Available under a Creative Commons Attribution Non-Commercial Share Alike 4.0 International Licence



Publication Details

EuroCALL 2007. Coleraine, UK September 2007.


DIT’s prototype speech corpus allows language learners and researchers access to real, informal dialogues–not just the transcripts of dialogues. Because the dialogues were created at a very high acoustic level they are capable of being slowed down using a time-scaling tool for more detailed study of speech production. The recording methodology used produces a natural dialogue exhibiting all the features of native-to-native interchanges. The speech corpus is capable of serving the needs of students and researchers of spoken language. LinguaTag is the first prototype tool within the language work package in the FP6 EU project SALERO to automatically tag speech for integration with lip synchronisation in the field of animation.
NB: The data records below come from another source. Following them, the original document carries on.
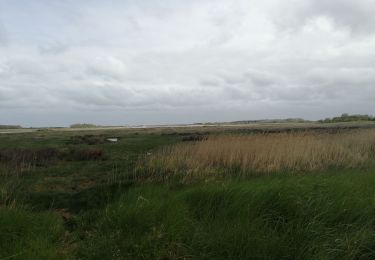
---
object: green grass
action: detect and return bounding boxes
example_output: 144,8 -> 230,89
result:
0,208 -> 66,259
0,131 -> 180,258
74,171 -> 375,259
0,131 -> 179,208
1,129 -> 375,259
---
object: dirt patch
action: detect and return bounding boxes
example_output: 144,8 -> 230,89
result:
55,208 -> 74,221
77,180 -> 97,190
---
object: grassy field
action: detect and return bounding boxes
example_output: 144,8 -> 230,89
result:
1,124 -> 375,259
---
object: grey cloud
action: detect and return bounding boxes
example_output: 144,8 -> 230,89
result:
0,86 -> 15,101
1,0 -> 375,126
200,78 -> 220,87
62,85 -> 135,108
202,62 -> 375,105
0,62 -> 11,78
308,0 -> 375,34
305,68 -> 375,100
273,0 -> 375,34
307,67 -> 375,85
38,41 -> 69,55
244,70 -> 280,87
0,21 -> 7,46
85,57 -> 127,81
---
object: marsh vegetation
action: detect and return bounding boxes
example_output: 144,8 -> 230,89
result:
139,130 -> 375,182
1,124 -> 375,259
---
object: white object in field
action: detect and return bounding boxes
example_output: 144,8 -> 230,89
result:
106,138 -> 118,142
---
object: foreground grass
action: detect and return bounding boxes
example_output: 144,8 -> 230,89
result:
76,171 -> 375,259
5,170 -> 375,259
0,208 -> 66,259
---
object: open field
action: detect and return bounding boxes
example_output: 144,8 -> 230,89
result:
1,122 -> 375,259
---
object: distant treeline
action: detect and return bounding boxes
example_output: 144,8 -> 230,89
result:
70,123 -> 98,128
197,118 -> 311,125
319,114 -> 375,123
231,118 -> 310,124
198,115 -> 375,125
0,125 -> 22,129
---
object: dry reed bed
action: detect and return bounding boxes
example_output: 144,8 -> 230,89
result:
137,130 -> 375,181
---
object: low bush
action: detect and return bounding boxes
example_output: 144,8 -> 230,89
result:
67,147 -> 105,161
182,134 -> 208,142
68,135 -> 106,145
0,148 -> 62,167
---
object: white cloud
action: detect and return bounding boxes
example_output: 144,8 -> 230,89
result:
0,0 -> 374,126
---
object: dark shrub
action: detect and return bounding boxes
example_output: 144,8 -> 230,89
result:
182,135 -> 208,142
35,148 -> 63,165
0,148 -> 62,166
68,135 -> 105,145
67,148 -> 104,161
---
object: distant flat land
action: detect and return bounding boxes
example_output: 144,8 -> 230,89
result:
0,128 -> 37,134
2,121 -> 375,135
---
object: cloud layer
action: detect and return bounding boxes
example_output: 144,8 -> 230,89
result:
0,0 -> 374,126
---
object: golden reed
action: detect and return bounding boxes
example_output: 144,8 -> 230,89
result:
137,130 -> 375,182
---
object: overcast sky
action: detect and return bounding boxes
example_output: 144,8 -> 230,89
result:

It can also be used as a tagging tool for other, linguistic features such as speed of delivery and formulaicity. Erman and Warren (2000) have calculated that formulaic sequences constitute 58.6% of the spoken English discourse they analysed. Initial studies within SALERO suggest that sections spoken at speeds considerably above the average for the individual speaker can constitute sequences of formulaic language and are characterised by a tonal contour which is flatter than normal. It is anticipated that research into this phenomenon will yield useful insights into native speaker prosody. The presentation will demonstrate the speech corpus prototype and discuss aspects of the tagging system of interest to linguists. It will be of interest to language teachers and students of English at all levels and researchers in the field of spoken language.